All known modes of inheritance of signs — to dominant, autosomal and dominant, autosomal and recessive and linked to a floor are characteristic of the person (with X-chromosome). It belongs to inheritance discrete or the Mendelian characters caused by alleles of one locus — so-called monogenic inheritance. If variability of characteristic is continuous, then speak about multi - or polygenic inheritance.
At autosokhmno-dominant type H. when parents are homozygous, one — on the gene controlling development of a dominant character, and another — on the gene controlling development of a recessive character in firstgeneration from couple of alternative signs is shown only one — dominant. This phenomenon was called domination, and later — the first law of Mendel (see. Mendel laws ). So, the gene defining brown color of eyes at the person is dominant and suppresses effect of the recessive gene controlling blue color. If one of parents brown-eyed and gomozigoten on this gene (a genotype of AA), and another blue-eyed and gomozigoten on the recessive gene controlling blue color of eyes (a genotype aa), then all children in such family are heterozygous on the gene defining color of eyes and, therefore, brown-eyed (a genotype of Aa). If one of parents brown-eyed, but geterozigoten on the gene controlling color of eyes (a genotype of Aa), and another gomozigoten on a recessive gene and, therefore, blue-eyed (a genotype aa), then on average a half of children from such marriage is brown-eyed (a genotype of Aa) and a half — blue-eyed (a genotype aa). The probability of the birth and that, and other children is equal to 1:1. Thus, effects of a dominant gene are shown always, regardless of whether there is a gene in homozygous (AA) or heterozygous (Aa) a state. Recessive genes show the action only in a homozygous state.

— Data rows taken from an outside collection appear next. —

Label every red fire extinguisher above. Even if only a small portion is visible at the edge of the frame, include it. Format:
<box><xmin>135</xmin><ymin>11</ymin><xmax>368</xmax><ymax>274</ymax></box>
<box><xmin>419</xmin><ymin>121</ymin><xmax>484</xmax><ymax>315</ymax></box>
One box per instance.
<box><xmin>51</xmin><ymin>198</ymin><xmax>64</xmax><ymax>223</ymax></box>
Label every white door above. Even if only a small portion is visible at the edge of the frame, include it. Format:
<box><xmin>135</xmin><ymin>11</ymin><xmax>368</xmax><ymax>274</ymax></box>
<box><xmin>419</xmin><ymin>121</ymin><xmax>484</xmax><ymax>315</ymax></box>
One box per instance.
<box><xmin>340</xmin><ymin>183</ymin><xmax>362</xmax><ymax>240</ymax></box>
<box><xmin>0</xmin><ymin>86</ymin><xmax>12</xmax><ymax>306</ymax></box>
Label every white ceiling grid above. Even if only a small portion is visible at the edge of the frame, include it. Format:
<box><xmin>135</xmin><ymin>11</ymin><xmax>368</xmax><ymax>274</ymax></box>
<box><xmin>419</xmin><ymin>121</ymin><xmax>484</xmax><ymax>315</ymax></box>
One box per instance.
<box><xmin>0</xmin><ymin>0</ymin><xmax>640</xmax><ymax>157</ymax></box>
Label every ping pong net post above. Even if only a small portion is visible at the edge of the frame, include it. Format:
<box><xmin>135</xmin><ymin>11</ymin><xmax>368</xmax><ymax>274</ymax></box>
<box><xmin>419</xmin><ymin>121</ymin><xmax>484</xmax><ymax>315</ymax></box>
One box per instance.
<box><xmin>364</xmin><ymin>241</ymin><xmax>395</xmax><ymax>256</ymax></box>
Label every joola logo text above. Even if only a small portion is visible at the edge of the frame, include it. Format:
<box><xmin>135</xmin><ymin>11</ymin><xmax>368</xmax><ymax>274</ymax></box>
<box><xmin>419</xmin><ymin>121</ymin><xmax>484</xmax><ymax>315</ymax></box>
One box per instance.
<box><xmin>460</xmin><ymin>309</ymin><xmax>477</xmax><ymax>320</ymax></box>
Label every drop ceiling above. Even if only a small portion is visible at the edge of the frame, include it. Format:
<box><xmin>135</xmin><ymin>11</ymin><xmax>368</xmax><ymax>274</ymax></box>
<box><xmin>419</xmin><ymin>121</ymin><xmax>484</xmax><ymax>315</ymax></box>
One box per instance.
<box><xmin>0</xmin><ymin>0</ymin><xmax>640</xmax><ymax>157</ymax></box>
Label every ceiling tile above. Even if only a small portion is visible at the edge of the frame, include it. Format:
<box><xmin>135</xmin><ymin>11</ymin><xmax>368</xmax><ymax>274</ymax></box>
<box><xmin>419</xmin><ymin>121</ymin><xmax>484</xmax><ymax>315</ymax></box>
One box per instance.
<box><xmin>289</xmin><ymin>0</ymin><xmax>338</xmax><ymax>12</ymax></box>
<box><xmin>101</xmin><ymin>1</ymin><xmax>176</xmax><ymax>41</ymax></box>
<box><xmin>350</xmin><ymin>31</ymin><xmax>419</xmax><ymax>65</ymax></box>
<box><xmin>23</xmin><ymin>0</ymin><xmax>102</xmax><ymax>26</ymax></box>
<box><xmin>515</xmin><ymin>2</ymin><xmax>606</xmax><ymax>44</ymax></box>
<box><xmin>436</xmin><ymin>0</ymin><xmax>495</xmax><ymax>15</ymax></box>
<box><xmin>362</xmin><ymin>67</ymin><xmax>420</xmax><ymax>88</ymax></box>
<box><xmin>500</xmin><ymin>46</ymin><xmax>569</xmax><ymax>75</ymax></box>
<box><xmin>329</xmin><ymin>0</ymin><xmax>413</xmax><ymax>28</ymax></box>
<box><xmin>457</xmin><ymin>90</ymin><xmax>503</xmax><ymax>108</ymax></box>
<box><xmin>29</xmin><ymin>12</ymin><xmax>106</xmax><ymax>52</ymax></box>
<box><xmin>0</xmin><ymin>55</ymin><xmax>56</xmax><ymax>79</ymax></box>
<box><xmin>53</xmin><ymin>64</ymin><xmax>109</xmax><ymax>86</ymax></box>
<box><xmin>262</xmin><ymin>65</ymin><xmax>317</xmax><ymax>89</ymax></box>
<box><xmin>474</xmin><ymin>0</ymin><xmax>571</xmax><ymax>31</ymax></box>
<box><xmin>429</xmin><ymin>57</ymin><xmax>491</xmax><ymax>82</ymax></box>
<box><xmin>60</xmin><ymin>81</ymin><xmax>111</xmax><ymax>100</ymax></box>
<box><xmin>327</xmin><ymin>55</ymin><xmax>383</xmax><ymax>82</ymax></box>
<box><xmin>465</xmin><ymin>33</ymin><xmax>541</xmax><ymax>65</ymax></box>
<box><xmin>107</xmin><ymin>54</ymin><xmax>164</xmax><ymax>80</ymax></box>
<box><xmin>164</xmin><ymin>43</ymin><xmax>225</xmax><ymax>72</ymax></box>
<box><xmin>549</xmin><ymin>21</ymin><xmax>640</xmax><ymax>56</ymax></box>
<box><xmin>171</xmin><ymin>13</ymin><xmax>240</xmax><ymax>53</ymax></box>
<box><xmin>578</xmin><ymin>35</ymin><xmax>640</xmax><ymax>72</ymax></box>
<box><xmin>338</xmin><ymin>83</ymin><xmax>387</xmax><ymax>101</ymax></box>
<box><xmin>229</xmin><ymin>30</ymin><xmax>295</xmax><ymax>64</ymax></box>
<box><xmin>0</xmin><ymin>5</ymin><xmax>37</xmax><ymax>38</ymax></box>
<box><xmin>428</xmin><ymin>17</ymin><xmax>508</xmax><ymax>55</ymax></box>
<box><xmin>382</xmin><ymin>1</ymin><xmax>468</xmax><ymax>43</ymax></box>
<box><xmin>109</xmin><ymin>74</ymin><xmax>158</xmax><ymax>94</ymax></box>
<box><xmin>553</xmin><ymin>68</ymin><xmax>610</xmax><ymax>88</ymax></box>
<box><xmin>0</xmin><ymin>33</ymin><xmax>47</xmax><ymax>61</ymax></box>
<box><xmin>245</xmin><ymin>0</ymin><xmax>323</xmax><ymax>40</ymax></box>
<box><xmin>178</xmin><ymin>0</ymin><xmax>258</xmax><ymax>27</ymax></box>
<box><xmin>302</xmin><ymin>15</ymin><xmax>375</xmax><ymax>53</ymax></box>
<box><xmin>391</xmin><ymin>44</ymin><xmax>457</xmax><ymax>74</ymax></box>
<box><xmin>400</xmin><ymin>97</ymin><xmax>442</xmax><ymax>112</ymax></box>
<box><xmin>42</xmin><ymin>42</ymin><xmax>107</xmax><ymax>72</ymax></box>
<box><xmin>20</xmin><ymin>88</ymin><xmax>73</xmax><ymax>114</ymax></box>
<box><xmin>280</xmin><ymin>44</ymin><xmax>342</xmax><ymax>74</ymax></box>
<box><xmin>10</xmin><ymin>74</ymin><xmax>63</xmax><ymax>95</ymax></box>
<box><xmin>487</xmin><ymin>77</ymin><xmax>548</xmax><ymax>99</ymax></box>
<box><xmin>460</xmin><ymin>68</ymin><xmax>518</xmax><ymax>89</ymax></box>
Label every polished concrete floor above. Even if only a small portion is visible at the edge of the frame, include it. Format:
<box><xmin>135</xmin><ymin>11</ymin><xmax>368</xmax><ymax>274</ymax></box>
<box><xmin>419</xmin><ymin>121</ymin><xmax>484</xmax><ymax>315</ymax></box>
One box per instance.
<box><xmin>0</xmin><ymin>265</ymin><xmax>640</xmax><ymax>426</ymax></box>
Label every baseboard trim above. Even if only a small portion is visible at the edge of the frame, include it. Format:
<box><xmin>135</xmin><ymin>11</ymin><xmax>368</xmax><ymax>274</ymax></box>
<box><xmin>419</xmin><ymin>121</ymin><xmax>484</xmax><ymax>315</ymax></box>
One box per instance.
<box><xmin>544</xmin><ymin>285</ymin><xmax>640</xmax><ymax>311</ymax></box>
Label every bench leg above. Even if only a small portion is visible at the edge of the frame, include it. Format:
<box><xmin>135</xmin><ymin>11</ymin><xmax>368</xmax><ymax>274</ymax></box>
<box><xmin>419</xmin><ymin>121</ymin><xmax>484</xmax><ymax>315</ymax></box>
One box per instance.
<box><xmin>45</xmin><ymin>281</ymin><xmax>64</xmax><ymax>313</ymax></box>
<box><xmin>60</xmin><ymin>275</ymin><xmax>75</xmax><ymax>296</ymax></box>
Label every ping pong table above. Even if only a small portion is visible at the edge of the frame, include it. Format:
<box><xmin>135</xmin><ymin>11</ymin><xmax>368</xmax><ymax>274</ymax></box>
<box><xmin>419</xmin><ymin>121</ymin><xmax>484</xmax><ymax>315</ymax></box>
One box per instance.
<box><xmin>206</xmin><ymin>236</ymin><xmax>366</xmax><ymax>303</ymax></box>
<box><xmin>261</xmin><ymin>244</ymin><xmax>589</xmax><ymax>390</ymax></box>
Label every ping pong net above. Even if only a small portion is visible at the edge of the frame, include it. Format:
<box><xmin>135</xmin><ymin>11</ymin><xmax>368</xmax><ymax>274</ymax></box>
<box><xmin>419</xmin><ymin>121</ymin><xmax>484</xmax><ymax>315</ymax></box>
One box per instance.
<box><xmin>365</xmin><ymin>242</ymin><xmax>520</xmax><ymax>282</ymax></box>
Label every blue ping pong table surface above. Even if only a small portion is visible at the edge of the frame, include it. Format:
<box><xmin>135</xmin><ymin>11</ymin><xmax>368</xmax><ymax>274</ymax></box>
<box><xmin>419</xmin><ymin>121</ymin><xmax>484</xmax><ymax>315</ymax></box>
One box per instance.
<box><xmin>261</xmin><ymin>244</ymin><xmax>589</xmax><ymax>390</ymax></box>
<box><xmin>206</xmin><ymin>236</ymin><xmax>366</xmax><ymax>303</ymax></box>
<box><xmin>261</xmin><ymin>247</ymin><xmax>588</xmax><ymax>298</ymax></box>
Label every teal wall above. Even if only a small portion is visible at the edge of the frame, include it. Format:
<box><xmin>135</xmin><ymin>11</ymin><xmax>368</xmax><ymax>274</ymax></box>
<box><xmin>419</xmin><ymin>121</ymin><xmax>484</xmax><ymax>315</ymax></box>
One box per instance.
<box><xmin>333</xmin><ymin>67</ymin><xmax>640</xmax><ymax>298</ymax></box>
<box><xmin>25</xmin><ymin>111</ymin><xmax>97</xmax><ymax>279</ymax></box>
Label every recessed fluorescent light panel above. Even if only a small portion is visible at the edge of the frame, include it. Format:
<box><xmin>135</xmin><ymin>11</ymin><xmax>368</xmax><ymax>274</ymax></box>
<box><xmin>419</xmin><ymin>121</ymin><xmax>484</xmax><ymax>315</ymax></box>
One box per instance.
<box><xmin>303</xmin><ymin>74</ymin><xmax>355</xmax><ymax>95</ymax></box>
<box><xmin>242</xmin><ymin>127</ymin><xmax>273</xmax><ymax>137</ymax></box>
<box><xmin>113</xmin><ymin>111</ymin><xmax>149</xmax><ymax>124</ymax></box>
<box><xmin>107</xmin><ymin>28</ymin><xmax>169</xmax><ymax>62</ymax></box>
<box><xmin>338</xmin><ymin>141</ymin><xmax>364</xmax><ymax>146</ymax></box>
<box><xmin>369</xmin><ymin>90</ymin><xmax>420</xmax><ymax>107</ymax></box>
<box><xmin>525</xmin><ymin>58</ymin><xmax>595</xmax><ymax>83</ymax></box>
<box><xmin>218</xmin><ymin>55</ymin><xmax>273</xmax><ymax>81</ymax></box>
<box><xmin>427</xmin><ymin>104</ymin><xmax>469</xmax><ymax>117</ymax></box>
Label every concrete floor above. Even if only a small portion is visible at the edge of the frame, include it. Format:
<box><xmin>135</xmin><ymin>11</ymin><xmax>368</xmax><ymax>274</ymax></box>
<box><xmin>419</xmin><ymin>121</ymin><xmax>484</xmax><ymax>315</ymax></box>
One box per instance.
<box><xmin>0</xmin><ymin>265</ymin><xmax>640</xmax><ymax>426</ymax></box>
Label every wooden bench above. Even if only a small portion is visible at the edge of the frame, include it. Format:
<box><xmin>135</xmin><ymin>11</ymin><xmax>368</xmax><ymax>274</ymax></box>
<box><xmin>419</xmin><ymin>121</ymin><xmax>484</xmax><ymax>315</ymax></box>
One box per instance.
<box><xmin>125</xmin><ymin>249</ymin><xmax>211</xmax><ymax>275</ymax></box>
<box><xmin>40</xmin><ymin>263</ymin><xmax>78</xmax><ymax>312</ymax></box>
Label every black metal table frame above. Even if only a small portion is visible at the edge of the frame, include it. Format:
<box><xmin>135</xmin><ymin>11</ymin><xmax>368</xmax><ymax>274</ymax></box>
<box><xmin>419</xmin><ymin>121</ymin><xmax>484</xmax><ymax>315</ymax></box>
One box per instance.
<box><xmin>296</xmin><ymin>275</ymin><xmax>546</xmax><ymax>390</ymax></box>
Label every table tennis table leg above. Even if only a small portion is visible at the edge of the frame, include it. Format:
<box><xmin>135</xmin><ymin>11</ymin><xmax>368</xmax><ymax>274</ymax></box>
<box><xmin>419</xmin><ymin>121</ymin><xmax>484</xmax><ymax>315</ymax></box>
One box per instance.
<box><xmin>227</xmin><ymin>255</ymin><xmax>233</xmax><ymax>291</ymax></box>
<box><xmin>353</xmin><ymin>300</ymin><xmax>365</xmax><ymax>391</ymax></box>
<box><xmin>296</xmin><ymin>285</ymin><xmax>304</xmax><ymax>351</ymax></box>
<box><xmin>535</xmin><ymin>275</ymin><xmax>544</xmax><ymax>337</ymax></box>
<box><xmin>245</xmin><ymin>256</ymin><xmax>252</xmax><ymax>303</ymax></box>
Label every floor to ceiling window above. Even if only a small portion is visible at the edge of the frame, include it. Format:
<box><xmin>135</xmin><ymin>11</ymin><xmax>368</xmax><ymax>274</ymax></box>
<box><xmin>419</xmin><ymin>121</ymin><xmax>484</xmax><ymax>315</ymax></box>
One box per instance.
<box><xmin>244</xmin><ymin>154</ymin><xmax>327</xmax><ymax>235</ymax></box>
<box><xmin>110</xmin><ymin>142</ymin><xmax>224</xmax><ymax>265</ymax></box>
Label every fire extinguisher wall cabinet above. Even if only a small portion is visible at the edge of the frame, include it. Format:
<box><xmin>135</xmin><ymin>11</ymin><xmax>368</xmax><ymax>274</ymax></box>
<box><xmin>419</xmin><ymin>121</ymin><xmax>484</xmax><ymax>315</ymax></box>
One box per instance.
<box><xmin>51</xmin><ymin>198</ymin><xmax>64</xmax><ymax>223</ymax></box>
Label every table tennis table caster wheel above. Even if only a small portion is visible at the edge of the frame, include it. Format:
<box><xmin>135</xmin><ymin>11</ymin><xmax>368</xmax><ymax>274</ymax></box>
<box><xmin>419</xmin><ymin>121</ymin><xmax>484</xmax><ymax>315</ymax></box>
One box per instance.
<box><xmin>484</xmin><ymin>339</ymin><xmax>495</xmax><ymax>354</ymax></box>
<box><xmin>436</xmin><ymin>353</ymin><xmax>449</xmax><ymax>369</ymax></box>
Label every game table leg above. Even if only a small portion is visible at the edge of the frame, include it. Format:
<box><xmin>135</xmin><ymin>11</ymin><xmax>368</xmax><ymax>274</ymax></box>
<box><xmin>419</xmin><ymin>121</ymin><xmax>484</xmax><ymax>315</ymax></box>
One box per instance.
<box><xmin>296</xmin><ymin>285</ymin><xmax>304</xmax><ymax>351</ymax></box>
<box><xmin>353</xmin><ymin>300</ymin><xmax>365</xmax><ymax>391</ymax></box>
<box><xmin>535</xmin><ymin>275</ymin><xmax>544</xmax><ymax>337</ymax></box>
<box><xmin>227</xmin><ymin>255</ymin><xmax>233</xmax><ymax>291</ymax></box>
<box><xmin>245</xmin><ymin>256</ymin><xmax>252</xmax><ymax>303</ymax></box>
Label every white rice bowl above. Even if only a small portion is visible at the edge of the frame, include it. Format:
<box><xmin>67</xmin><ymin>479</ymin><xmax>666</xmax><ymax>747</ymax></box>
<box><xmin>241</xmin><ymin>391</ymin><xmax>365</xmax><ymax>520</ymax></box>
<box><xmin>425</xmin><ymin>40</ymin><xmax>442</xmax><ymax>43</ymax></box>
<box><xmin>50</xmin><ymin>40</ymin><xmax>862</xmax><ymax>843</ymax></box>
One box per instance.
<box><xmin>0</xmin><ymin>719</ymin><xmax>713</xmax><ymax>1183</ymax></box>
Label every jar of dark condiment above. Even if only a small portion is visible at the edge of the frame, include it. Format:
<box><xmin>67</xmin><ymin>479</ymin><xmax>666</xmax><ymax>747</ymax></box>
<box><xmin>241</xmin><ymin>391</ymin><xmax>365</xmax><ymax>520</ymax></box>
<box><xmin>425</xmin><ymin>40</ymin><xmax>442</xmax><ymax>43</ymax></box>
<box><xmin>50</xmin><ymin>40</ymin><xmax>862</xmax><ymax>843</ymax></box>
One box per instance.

By 70th 20 century at the person were known apprx. 700 normal and patol. signs, development to-rykh is controlled by this or that autosomal dominant gene. In particular, many hereditary anomalies of a skeleton are described, transfer to-rykh is from generation to generation caused by autosomal dominant genes (e.g., an achondroplasia, or the disproportional dwarfism which is characterized by strong shortening of extremities). Family trees with an autosomal and dominant mode of inheritance of a polydactylia (polydactylism, additional fingers) are known, to a brachydactyly (korotkopalost) and other anomalies of development.
The signs controlled by dominant genes rather easily are found, and it is easy to track transfer of genes in several consecutive generations. To reveal transfer to posterity of autosomal recessive genes much more difficultly since these genes show the effects only in a homozygous state. An example of an autosomal and recessive mode of inheritance of signs is albinism. From marriage between two albinos only children albinos since parents are homozygous on a gene of albinism are born (a genotype ss). From marriage between an albino and the person with normal pigmentation children albinos usually are not born. However if someone from spouses albinos geterozigoten on a gene of albinism (the genotype With c), then in a family on average will be a half of children albinos and a half — with normal pigmentation (a ratio 1:1).
More than 500 hereditary diseases are known, to-rye are controlled by autosomal recessive genes. If for it is prepotent the inherited diseases defeat of in a row several generations of one family is characteristic (N. down), then at recessive N. one or several children of healthy parents quite often suffer. At related marriages of externally healthy family members, in a cut the case, inherited on recessive type took place, the probability hereditarily of the caused diseases at children is high since both parents can be the hidden carriers of a mutant gene. At the same time the closer relationship between marrying, the is more danger of emergence in children various hereditary diseases (see). At to a dominant mode of inheritance at children both signs from parents are shown at the same time (see. Codominance ).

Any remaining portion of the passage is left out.